Say we put 6 buses on the road and run 'em 24 hours a day from 6 a.m. Thursday to 4 p.m. Sunday - that's (24+24+24+10 =) 82 hours of operation x 6 buses = 492 operating hours. A $300K budget thus gives you $609 per operating hour. Let's say the drivers make $40/hour average, factoring in overtime etc. - that still leaves well over $560 per hour. Someone who knows bus operation better than me can chime in here and tell us what it costs to gas up a bus and keep it on the road, but I'd be pretty shocked if it was more than $500/hour, leaving the remaining $60/hour or so as profit for the bus company.
And possibly all 6 buses don't need to run overnight, maybe we just need three from midnight to 7 a.m.; the operating hours thus saved could go to a limited service Wednesday afternoon/evening and Sunday after 4.
In short, I suspect it would be more than enough.
You can charter a bus for 12 hours for around $1300. Cheaper if you use school buses (~1000/12) instead of motor coaches (and, frankly, you want to use school buses because they can pack more asses into them, and you're NOT going to want to be using the under-coach storage anyway, it's just not time-effective... the challenge may be getting them on Thursday and Friday if school is back in session already).
(Source: http://www.busbank.com/charter-bus-pricing/school-bus-rentals/ )
So every bus-day is $2000, ballpark numbers.
Let's say there are six different routes. Let's say a route takes an hour to do, out and back. Let's say we want buses to run every 10 minutes.
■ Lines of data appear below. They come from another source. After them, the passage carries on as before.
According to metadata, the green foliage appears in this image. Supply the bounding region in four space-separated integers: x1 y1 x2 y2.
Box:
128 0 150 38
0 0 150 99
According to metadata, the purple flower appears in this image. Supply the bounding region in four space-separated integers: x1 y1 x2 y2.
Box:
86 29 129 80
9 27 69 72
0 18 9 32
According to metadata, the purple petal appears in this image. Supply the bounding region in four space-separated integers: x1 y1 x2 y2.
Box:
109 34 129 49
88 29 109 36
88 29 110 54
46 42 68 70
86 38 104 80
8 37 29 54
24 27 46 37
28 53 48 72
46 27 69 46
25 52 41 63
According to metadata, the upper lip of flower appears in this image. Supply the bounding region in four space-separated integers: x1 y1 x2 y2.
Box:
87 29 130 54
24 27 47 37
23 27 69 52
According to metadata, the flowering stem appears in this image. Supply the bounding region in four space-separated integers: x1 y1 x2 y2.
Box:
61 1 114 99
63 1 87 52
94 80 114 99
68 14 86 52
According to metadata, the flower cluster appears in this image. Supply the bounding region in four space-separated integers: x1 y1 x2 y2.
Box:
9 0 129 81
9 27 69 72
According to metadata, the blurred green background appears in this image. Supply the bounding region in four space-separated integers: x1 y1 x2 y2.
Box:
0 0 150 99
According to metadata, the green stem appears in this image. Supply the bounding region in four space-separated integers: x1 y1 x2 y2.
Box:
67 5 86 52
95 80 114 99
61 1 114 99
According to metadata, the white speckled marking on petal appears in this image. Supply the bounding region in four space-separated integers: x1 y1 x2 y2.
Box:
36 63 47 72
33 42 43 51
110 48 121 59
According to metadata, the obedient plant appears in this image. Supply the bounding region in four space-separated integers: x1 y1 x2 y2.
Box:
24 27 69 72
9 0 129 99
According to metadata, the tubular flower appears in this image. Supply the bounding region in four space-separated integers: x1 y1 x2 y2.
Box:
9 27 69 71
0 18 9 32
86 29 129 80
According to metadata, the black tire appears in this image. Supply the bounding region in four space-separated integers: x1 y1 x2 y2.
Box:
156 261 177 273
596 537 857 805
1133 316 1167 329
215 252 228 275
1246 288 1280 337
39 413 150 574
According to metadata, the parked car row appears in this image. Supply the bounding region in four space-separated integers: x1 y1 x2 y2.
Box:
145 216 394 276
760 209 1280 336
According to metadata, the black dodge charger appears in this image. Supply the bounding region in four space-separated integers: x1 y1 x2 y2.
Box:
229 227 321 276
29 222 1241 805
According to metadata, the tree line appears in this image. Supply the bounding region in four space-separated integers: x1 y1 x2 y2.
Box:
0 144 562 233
6 routes * 6 buses per hour * 4 days * $2000/day = $288,000
These figures don't include gratuities. 10% seems to be norm, but for this kind of "abuse" of the drivers (in terms of long hours, etc.) figure 20%, so ~$58k just in gratuities.
Now, folks will say "you don't need buses every 10 minutes at 4am" and you're right, but you're going to want them every 5 minutes during the day, so it all balances out, in terms of "back of the envelope" type cost-analysis.
You guys are incredibly off base on how much it would cost to run shuttles of the scale and size they would need to be, to be effective for Gen Con attendees. It's a lot more than that. You all just don't have realistic numbers.
They might need to be tweaked some in terms of increasing the frequency if there's more people on a given route using the service, but that's a defineable number (and, if you sell bus passes in advance, a pre-determined number that you can use to maximize efficiency).
To put some other numbers on it... running school buses every 5 minutes on 6 routes, 44 adults per bus is 3,168 people transported per hour. Maybe you run them every 2.5 minutes in the morning and evening rush to get the number up to 6,336 people moved per hour.
Question we'd need an answer to is: How many people are actually staying out at the burb hotels?
Once you have that, this is an easily derived calculation, and I don't think it's nearly as painful as people think. You only really have to 'haul lots of people all at once' during the pre-8am rush, the rest of the day will have a markedly different dynamic (as people flow in and out steadily, with possibly another "burst" in the hours around dinner time).
MAYBE this comes out to around $500k, which sounds like a LOT but it's really not (to put it in perspective, if $500K was shared with every unique badge from 2015, it'd be an $8.14 bump to the badge price. TRIVIAL increase in order to make the burb hotels useful.
Derek,
Buses every 5 minutes on 6 different routes that take 30 minutes or more? Every 2.5 minutes? That's absolutely impossible without astronmical funding. You're just not understanding the amount of resources it takes to do a shuttle effectively. Clearly, looking at how much the shuttle charged last year and how effective that was should give you some inkling of how much a truly effective shuttle would cost.
I understand you think you know exactly how everything works, and exactly how much everything costs, and you know better than anyone how to run everything better. We're all very aware of your opinions. But you're wrong, and I'm tired of aruging about it. You don't know how much it would cost to run a shuttle that would be viable for Gen Con. Go find other windmills to tilt at.